Marie Vialle crée un spectacle intime et secret adapté du roman de Pascal Quignard
Qui connaîtrait Simeon Pease Cheney, pasteur et professeur de chant, si Pascal Quignard ne s’était penché sur ce curieux destin ? L’homme (1823-1890), habitant la Nouvelle-Angleterre, est le premier compositeur ayant transcrit les chants d’oiseaux, cent ans avant Messiaen. Il a laissé un ouvrage précieux, Wood Notes Wild : Notes de la musique sauvage, dont Pascal Quignard s’est inspiré pour écrire Dans ce jardin qu’on aimait. En écho à Tous les matins du monde, il a également pour personnage un musicien veuf, inconsolé et solitaire. Il a une fille, Rosemund, dont la naissance a causé la mort de sa femme, et dont la beauté, à 20 ans, lui rappelle celle de l’épouse tant aimée. La jeune fille quitte la maison, le père s’enferme dans sa solitude et ne délaisse plus le jardin conçu par sa femme. Il transcrit les chants d’oiseaux pépiant dans sa cure, le bruit du vent, d’un robinet qui goutte… A sa mort, Rosemund publiera ses notes.
L’écoute de la nature
« Même les choses inanimées ont leur musique », a noté Simeon Pease Cheney. Le spectacle que signe Marie Vialle, interprète de Rosemund, invite à l’écoute intime des sons et autres bruits évocateurs d’une nature secrète, comme la sonorité de gouttes d’eau tombant dans un seau. Les partitions de la nature composent un concert. Là où l’écriture en appelle à l’imagination, les interprètes restituent des chants d’oiseaux et offrent les minutes délicates et poétiques d’une musique de la nature. Le spectacle accuse, certes, certaines faiblesses, quelques passages ésotériques, mais sa fragilité même dégage un charme certain et profond. Après Yann Boudaud (à Avignon), Laurent Poitrenaux est le partenaire de Marie Vialle.

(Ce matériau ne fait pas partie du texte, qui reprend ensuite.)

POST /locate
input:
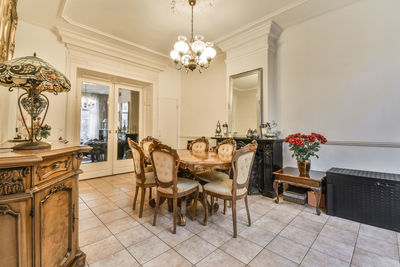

Dans ce jardin qu’on aimait * *
Théâtre de la Bastille, 76 rue de la Roquette, Paris 11e. Tél. 01 43 57 42 14. www.theatre-bastille.com Jusqu’au 2 février. Tournée : du 8 au 11 février, Théâtre Garonne, Toulouse, du 28 mars au 7 avril, Célestins, Lyon, 11 et 12 avril, La Comète, Châlons-en-Champagne.
(spectacle vu au Cloitre des Célestins, au Festival d’Avignon juillet 2022)
(Photo Jean-Louis Fernandez)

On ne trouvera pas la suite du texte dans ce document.